I am personally a YEC, but I think that reasonable Bible scholars can disagree.
(And please no snarky comments like: "If they believe the Bible, then they're not reasonable." )
Have a blessed day.
This thread was about YEC, which is not a reasonable position. It flies in the face of every piece of scientific evidence we have about the age of not only our planet, the solar system, the universe, but also on the history of a lot of other living beings, ourselves, archeological findings and geological formations.
And it's not like these theories are only used to determine age. So not only do you have to reject them on that basis, you have to adequately explain why they seem to work in other respects. Why can we find oil and gas based on geological theories that uses time as a factor, but still the age factor is wrong? Why do you reject carbon dating, when we know very well from other scientific venues that radioactive decay is a theory that works exceptionally well. And so it goes.

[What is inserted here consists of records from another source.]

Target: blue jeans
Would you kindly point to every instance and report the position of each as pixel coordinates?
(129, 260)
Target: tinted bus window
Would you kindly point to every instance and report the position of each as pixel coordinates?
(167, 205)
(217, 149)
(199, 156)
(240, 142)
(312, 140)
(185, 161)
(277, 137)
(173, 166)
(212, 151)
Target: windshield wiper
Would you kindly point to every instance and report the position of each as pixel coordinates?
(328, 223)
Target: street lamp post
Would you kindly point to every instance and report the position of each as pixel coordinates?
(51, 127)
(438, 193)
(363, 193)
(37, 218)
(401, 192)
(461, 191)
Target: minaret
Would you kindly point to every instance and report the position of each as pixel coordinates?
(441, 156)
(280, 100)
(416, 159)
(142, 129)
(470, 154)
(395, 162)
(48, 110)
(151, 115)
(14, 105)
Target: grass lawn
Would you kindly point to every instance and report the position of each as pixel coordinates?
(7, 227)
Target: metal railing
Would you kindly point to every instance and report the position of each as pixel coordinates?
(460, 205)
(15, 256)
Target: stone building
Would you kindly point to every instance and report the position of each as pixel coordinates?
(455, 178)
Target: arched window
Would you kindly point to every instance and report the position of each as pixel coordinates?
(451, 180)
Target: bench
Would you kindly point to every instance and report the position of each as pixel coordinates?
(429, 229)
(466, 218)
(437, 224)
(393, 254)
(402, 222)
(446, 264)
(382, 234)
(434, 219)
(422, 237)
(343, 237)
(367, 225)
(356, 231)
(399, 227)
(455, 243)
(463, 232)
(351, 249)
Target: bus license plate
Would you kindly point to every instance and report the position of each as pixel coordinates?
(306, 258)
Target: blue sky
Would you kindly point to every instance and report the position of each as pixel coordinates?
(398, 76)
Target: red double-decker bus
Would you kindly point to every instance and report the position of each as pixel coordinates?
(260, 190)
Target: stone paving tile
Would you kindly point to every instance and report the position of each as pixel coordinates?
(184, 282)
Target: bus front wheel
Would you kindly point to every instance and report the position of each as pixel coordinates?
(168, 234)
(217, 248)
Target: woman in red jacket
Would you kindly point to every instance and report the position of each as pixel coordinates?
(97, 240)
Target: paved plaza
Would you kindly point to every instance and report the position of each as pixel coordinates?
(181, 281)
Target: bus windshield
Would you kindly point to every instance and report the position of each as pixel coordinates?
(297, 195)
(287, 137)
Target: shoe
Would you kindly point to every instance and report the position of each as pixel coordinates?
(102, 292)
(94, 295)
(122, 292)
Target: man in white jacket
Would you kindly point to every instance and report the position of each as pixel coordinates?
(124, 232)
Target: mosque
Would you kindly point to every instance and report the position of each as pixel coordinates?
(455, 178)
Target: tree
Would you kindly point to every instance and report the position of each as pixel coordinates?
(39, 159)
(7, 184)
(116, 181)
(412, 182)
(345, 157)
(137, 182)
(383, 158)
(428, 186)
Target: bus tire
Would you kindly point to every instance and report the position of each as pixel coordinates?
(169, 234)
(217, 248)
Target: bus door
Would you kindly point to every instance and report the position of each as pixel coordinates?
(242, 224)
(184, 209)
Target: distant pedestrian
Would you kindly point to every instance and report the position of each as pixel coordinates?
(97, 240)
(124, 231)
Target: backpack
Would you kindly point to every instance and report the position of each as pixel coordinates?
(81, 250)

Believing the bible is one thing, taking it at its literal word is another. You're literally have to run in almost endless circle and reject fully working, functional and well supported theories.
And the main support you have for your view is a book that can't adequately predict a single phenomena. It's the equivalent of claiming you can't fall down a cliffside because God says so. Meaning that it isn't really a discussion, it's a complete rejection of evidence and at best hiding out in some severely misguided form of philosophical skepticism.